Cooperative Multi-Agent Reinforcement Learning in Sparse-Reward, Partially Observable 3D Environments

Reinforcement learning (RL) already outperforms elite players in board games and classic video games. Turning those solo successes into genuine team play is the next big step. Yet, many algorithms built for single-agent tasks break down when several agents must work together, especially in 3-D worlds where each player sees only a slice of the action.

De Wet Denkema’s master’s research under supervision of Professor Herman Engelbrecht closes that gap. The research adapts recent single-agent advances for multi-task, cooperative multi-agent reinforcement learning (MARL) inside a Portal 2-inspired simulation. Two virtual robots must press buttons, create portals, and walk through them in the right sequence before time runs out. Sparse rewards, partial views, and strict ordering of subtasks make this a formidable test bench for teamwork.

Building the Testbed

The research evaluated available game engines, settled on a Portal 2 environment, and built a suite of puzzles that grow in complexity. Each scenario keeps the action space small—move, jump, place portal—yet demands long-range memory and joint planning. The setup supplies a challenging benchmark that mirrors real-world problems, such as warehouse robots sharing narrow aisles or drone fleets coordinating deliveries.

The core learner is QMIX, a value-based MARL algorithm.

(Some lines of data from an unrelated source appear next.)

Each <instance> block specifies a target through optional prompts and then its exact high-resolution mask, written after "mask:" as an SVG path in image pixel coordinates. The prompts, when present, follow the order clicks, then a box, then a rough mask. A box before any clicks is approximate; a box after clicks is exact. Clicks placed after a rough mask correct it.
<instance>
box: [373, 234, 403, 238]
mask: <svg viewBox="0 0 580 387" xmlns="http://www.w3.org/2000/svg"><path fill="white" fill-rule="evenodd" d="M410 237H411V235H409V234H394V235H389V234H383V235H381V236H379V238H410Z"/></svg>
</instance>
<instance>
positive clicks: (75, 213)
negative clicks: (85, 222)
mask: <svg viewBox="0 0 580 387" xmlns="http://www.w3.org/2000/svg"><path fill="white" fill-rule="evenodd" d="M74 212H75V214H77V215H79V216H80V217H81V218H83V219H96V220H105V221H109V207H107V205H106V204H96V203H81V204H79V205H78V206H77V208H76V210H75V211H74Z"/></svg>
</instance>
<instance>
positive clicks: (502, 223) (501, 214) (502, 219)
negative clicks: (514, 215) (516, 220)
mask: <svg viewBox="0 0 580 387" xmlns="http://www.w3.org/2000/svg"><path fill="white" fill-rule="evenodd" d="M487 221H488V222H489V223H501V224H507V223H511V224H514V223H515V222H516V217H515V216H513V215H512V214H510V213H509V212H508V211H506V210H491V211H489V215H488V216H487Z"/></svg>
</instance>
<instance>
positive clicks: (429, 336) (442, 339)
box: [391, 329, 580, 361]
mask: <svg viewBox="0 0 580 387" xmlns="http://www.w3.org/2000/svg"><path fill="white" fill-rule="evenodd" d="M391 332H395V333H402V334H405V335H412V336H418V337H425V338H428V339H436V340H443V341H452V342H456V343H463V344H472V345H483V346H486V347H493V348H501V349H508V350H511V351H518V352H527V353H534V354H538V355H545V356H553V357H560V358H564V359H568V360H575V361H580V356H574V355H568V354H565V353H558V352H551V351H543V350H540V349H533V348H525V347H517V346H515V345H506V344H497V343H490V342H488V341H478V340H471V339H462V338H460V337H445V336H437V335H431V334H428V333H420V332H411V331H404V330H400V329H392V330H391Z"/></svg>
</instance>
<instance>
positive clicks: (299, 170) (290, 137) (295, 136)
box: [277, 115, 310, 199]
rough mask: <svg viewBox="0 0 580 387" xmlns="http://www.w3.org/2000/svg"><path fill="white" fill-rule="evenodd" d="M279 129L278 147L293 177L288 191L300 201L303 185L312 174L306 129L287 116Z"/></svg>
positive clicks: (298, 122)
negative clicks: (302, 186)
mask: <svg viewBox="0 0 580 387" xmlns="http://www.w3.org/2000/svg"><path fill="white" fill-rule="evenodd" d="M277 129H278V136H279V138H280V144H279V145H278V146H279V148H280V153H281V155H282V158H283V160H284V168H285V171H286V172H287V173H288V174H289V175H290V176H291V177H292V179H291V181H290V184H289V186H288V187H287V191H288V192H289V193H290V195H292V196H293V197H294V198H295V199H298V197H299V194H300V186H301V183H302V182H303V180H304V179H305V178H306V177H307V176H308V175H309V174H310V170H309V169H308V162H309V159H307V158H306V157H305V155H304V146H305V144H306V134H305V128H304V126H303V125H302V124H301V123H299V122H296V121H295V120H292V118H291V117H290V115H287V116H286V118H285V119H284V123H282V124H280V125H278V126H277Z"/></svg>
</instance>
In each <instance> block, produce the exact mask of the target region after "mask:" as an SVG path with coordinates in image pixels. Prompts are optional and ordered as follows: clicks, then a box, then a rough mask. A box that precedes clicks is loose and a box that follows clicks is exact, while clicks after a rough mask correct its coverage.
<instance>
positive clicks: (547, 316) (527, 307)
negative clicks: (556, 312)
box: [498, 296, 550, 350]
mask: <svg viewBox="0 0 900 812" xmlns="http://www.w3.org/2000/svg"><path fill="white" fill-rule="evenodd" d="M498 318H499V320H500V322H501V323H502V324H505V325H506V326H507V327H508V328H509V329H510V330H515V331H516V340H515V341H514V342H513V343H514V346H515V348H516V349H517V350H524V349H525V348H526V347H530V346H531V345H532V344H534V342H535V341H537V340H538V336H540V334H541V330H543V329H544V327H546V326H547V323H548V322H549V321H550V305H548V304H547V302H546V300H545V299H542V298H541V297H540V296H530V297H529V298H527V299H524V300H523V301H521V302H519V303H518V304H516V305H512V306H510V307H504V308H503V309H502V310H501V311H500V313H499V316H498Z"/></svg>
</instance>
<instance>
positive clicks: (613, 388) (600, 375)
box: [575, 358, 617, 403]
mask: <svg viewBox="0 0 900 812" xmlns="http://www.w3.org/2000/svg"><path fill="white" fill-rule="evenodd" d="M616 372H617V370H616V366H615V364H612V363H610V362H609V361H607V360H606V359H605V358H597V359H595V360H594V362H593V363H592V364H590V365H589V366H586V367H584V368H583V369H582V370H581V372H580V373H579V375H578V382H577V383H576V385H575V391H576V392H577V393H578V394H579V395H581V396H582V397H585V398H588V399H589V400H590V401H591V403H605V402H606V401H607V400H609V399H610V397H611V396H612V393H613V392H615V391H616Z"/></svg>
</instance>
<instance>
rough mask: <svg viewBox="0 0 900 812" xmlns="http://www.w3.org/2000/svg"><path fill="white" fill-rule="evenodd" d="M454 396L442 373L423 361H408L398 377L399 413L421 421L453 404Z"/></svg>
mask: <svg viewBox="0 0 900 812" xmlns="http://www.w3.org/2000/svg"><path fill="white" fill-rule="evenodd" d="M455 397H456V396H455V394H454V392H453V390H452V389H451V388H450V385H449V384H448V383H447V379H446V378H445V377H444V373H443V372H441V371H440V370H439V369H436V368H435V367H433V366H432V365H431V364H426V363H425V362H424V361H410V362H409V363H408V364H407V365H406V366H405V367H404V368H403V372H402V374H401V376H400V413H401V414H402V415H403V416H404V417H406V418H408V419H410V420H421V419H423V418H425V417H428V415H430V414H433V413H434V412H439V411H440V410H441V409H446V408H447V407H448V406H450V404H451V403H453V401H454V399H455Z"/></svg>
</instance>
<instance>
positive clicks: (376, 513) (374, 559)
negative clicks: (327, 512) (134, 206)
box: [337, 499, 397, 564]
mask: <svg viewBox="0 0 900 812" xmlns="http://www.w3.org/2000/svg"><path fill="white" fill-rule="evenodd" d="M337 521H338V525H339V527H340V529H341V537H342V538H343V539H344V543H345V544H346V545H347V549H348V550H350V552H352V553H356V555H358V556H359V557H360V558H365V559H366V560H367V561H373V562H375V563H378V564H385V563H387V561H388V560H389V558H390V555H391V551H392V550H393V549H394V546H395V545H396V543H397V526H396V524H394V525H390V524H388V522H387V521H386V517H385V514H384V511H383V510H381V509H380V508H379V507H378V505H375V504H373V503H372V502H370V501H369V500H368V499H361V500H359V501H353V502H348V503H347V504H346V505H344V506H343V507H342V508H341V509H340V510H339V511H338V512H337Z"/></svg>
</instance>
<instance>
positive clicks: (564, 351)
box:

To raise its ceiling, the study added:

  • Decoupled actor processes that gather experience in parallel, multiplying learning samples.
  • Prioritised experience replay, so the network trains more often on rare but important memories.
  • Recurrent burn-in to give the long short-term memory (LSTM) layer enough context before gradients flow.
  • Reward standardisation and n-step returns to keep updates stable and informative.

Noisy networks for exploration and value-function rescaling were tested too, yet both options cut performance in every trial and were dropped. An exhaustive ablation confirmed that the remaining mix is required for success in this setting.

Figure 1: Demonstration images of features in the Portal 2 game.

Curriculum-Transfer Learning: From Simple to Intricate

Agents first practised on stripped-down tasks—press one button, place one portal—then faced harder puzzles. Knowledge carried over while transfer raised completion rates across the board and became indispensable in the toughest maps. 

The same curriculum strategy worked even when the final challenge reshuffled goals while keeping a related action and observation space, proving that the agents picked up general skills rather than narrow scripts.

Key outcomes:

  • First complete solution of a sparse-reward, first-person 3-D cooperative puzzle with independent visual agents.
  • Clear recipe for bringing single-agent refinements into MARL without loss of stability.
  • Evidence that progressive training lets virtual teammates adapt their play when tasks evolve.

Value of this Research

Robots on factory floors, autonomous vehicles in busy traffic, and non-player characters in game QA all need smooth collaboration. This work shows that off-policy MARL methods—once tuned with the right ingredients—can learn those behaviours inside rich simulations, paving the way for safer and more reliable real-world deployments.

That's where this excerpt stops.